Checkpoint Description
Base Pretrain Base checkpoint before long-context extension
Base Final base model
Instruct SFT Supervised instruction-tuned checkpoint
Thinking SFT Supervised thinking checkpoint
Instruct RL-tuned instruction model
Thinking RL-tuned thinking model

Model Overview

Mellum2 Instruct has the following features:

  • Number of Layers: 28
  • Hidden Size: 2304
  • Intermediate Size: 7168
  • MoE Intermediate Size: 896
  • Number of Experts: 64
  • Number of Activated Experts: 8
  • Number of Attention Heads (GQA): 32 for Q and 4 for KV
  • Context Length: 131,072
  • Sliding Window: 1,024
  • Vocabulary Size: 98,304
  • Precision: bfloat16

Serving with vLLM

# Without tool calling
vllm serve JetBrains/Mellum2-12B-A2.5B-Instruct --max-model-len 131072

# With tool calling
vllm serve JetBrains/Mellum2-12B-A2.5B-Instruct \
  --max-model-len 131072 \
  --enable-auto-tool-choice \
  --tool-call-parser hermes

Quickstart

Text-Only Input

from openai import OpenAI
# Configured by environment variables
client = OpenAI()

messages = [
    {"role": "user", "content": "Write a Python function to reverse a string."},
]

chat_response = client.chat.completions.create(
    model="JetBrains/Mellum2-12B-A2.5B-Instruct",
    messages=messages,
    max_tokens=81920,
    temperature=0.6,
    top_p=0.95,
    extra_body={
        "top_k": 20,
    },
)
print("Chat response:", chat_response)

Evaluation

Post-training evaluation for the instruct (no-thinking) variants. All values are percentages; higher is better except HarmBench, where lower is better. All values self-reported by JetBrains.

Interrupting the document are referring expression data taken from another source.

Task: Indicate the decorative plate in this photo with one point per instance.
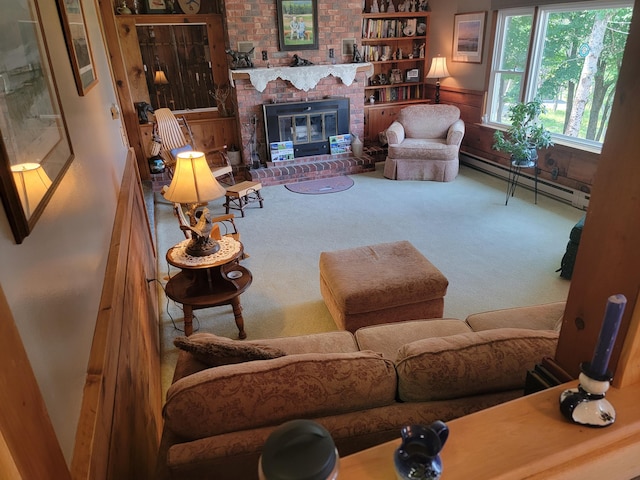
(189, 6)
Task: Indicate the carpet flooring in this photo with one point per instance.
(321, 186)
(494, 256)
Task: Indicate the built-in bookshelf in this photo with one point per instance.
(395, 40)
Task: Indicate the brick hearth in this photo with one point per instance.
(312, 168)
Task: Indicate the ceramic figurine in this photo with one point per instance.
(417, 458)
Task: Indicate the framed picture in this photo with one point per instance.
(35, 149)
(160, 6)
(298, 24)
(468, 36)
(75, 34)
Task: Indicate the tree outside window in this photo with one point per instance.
(573, 65)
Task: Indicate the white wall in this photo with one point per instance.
(463, 75)
(53, 280)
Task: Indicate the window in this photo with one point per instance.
(568, 55)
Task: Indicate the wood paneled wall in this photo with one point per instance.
(28, 444)
(120, 420)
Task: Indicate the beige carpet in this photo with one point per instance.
(495, 256)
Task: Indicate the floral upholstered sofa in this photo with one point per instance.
(362, 387)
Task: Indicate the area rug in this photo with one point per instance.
(323, 185)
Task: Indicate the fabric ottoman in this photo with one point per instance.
(388, 282)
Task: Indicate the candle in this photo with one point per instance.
(608, 333)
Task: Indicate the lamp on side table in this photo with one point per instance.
(194, 184)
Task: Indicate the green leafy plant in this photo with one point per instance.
(526, 134)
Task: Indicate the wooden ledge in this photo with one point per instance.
(525, 438)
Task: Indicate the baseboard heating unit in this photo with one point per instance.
(565, 194)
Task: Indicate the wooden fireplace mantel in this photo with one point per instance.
(304, 77)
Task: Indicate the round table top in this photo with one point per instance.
(230, 249)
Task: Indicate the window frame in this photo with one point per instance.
(528, 88)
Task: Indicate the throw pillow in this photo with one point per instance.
(214, 351)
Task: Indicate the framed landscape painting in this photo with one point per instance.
(35, 149)
(298, 24)
(468, 36)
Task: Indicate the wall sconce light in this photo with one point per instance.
(438, 70)
(32, 183)
(194, 184)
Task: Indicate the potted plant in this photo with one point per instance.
(525, 135)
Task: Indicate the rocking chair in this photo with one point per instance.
(173, 132)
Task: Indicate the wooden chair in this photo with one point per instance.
(176, 135)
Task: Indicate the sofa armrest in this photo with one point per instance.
(455, 133)
(395, 133)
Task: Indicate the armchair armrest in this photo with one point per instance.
(455, 133)
(395, 133)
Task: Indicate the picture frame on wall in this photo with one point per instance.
(35, 148)
(298, 24)
(468, 37)
(75, 35)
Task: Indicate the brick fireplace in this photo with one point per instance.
(255, 22)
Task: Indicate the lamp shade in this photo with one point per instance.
(32, 183)
(438, 68)
(160, 78)
(193, 181)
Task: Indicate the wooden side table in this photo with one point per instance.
(210, 281)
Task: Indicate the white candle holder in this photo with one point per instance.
(586, 405)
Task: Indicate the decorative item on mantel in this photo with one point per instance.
(299, 61)
(357, 57)
(586, 404)
(240, 59)
(418, 456)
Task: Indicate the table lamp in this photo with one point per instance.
(194, 185)
(32, 183)
(438, 70)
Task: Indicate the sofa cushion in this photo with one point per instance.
(214, 351)
(268, 392)
(546, 316)
(389, 337)
(470, 363)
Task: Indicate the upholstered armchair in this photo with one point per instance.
(424, 142)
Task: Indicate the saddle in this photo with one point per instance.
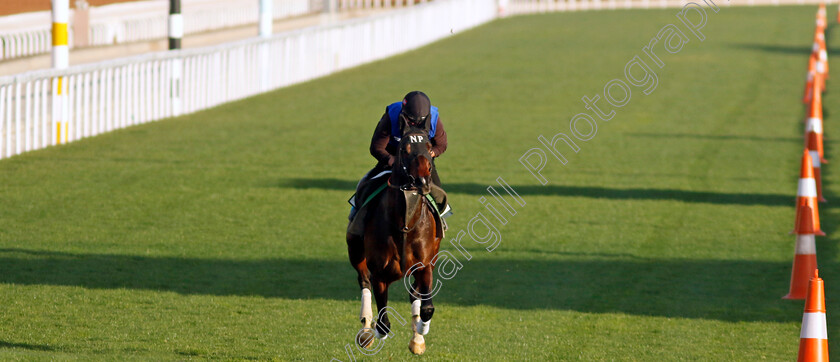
(370, 192)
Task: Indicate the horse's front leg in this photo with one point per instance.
(421, 309)
(356, 251)
(380, 292)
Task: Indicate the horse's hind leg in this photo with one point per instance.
(356, 251)
(380, 292)
(421, 309)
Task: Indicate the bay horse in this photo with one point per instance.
(401, 238)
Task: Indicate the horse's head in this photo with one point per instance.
(414, 161)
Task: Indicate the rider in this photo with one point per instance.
(415, 109)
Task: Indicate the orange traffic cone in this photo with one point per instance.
(813, 337)
(812, 141)
(807, 214)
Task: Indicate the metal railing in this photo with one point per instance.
(48, 107)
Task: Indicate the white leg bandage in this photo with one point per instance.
(415, 308)
(367, 312)
(422, 327)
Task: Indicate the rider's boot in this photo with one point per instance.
(447, 212)
(353, 209)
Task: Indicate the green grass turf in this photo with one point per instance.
(221, 234)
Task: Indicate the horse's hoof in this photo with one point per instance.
(417, 345)
(365, 337)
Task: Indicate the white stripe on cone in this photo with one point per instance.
(807, 188)
(815, 158)
(813, 124)
(805, 244)
(813, 326)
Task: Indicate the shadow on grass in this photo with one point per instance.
(803, 50)
(706, 197)
(33, 347)
(716, 137)
(728, 290)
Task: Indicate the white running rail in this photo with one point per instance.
(31, 33)
(104, 96)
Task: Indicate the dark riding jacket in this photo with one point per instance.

Benchmark Mellum2 Instruct SFT Mellum2 Instruct Qwen3.5 (4B) Qwen3.5 (9B) OLMo-3 (7B) Ministral 3 (14B) Seed-Coder (8B)
Coding
LiveCodeBench v6 30.9 37.2 51.0 63.7 28.2 42.4 28.1
EvalPlus 76.2 78.4 69.4 71.8 67.3 74.1 73.8
MultiPL-E 64.6 67.1 51.0 67.1 36.1 71.5 77.0
Tool Use
BFCL v4 31.8 44.2 52.0 60.6 19.8 38.8
BFCL v3 43.1 66.3 64.1 70.5 41.9 52.7
Math
AIME 29.9 41.7 38.3 58.3 40.0 33.3 0.0
GSM-Plus 73.0 80.5 85.2 87.9 85.8 86.6 50.4
Knowledge
MMLU-Redux 77.4 78.1 87.5 91.1 71.8 85.9 38.1
GPQA Diamond 38.9 40.9 76.8 79.8 40.9 58.6 20.2
Conversational
IFEval 69.3 75.8 82.1 83.9 83.2 67.3 56.2
JetBrains pairwise 66.7 68.1 60.6 77.8 44.4 72.4 43.0
MixEval 62.9 62.2 65.9 71.1 59.4 71.2 37.2
BS-Bench 24.0 18.0 56.9 61.0 22.0 9.0 5.0
Safety
HarmBench (↓) 8.4 23.1 20.3 20.9 14.7 56.5 40.0
XSTest 78.3 81.2 93.2 91.2 91.2 96.8 86.3

Notes:

  • EvalPlus is the mean of HumanEval+ and MBPP+.
  • AIME is the mean of AIME 2025 and AIME 2026 (30 questions each).
  • BFCL v4 is the macro-average of five subtasks: v1, v2, v3, web search, memory.
  • JetBrains pairwise is win rate against Qwen2.5-7B-Instruct on an internal benchmark.
  • indicates the model lacks native tool calling.

For more details, see the Mellum2 Technical Report.

License

Released under the Apache 2.0 license.